義昭は、信長という重石が取れた解放感からか、以前にも増して尊大に振る舞い、氏治を自らの「手駒」として扱う気満々であった。
「小田氏治! 汝に副将軍の座を許そう。これより余の命に従い、各地の不届きな大名を成敗し、幕府の威光を天下に示せッ!」
氏治が戸惑う中、浪紫が眼鏡を光らせ、静かに割って入った。
「上様。そのお志、感服いたしました。ですが、今さら『副将軍』などという古臭い枠組みでは、上様の真の器を活かしきれません。我らは上様に、天下のすべての情報の要となる、『総裁府』の長となっていただきたいのです」
「……そうさいふ? 何だ、それは」
「全国から集まる訴状、論功行賞の申請、そして領土紛争の裁定……そのすべての『最終決済権』を上様に委ねるのです。
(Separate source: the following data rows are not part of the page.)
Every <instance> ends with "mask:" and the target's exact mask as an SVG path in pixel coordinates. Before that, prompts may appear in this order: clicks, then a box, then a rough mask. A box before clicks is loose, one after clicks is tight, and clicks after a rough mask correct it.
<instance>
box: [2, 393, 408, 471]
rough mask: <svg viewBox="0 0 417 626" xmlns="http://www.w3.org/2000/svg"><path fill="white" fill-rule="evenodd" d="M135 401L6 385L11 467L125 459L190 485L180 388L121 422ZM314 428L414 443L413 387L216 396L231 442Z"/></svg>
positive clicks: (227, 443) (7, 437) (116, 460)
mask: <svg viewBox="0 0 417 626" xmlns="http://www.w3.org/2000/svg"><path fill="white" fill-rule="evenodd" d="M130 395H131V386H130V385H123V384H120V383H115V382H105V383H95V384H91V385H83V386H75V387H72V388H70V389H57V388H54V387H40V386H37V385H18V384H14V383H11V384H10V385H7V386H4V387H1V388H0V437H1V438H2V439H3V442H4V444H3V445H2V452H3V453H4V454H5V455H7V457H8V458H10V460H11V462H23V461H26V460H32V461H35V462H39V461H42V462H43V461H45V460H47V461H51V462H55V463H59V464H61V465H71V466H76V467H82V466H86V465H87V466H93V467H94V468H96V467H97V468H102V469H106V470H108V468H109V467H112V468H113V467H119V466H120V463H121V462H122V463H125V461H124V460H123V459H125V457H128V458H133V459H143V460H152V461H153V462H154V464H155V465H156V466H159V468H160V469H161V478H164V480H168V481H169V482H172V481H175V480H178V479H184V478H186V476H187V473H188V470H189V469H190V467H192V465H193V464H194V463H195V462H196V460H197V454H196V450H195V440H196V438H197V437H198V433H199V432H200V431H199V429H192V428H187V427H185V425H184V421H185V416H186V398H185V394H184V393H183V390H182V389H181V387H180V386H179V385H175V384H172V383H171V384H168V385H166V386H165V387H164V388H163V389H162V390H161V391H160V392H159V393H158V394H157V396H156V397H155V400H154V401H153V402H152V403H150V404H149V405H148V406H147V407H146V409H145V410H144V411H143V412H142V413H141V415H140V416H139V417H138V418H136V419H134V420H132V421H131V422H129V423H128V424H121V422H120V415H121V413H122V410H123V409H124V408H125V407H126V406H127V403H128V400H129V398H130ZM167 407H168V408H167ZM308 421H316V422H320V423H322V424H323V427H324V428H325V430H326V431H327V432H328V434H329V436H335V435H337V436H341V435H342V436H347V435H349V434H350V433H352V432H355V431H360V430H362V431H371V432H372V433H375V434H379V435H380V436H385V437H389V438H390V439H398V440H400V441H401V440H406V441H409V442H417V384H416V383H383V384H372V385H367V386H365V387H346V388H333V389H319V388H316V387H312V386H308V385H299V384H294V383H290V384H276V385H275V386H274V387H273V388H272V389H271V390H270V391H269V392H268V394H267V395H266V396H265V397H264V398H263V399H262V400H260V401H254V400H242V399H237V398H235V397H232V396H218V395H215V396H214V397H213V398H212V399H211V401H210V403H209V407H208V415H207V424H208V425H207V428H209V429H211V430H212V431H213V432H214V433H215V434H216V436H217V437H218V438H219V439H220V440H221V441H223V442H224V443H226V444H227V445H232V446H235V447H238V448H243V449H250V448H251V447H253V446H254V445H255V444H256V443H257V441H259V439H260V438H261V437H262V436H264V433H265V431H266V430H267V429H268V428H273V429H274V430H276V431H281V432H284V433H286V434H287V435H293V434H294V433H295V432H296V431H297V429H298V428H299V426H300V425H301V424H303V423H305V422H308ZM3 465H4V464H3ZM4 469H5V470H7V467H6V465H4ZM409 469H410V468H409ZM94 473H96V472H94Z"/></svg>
これこそ、幕府が本来持つべき、絶対的な審判者としての権力ではありませんか?」
義昭の目が輝いた。自分がすべての訴訟の「最終的なハンコ」を握る――それは権力欲の強い彼にとって、至高の快楽に見えた。
だが、これは浪紫が仕掛けた「知略の迷宮」であった。
(……上様には、全国から集まる膨大な、そして難解極まる書類の山をすべて(プロセス)処理してもらう。ただし、その前段階で、俺たちが『事実関係の整理』という名目で情報を完全にコントロールする。上様は自分の意志で裁定を下しているつもりだろうが、提示される選択肢は、すべて俺たちが設計した(アルゴリズム)最適解の中にしかない)
さらに浪紫は、追い打ちをかけるように提案した。
「つきましては、その公務に専念していただくため、上様には京の喧騒を離れ、清流の美しい『山崎』に新設する、堅牢かつ豪華な総裁府にお移り願いたい。そこは天下で唯一、上様の判子なしには風一つ吹かぬ、聖域となるでしょう」
浪紫の狙いは、義昭を情報の洪水の中に「幽閉」しつつ、自尊心を(サティスファイ)満足させることにある。忙殺される日々の中で、彼は自分が「天下を動かしている」という錯覚に溺れ、物理的な軍事指揮権や外交権から完全に切り離されることになる。
「山崎の聖域か……。よい。浪紫、汝は信長より遥かに余を解っておるな!」
義昭は満足げに笑った。
古き幕府というOSを、実務の中に閉じ込めて「フリーズ」させる。浪紫の冷徹な、だが誰も傷つけない権力解体術であった。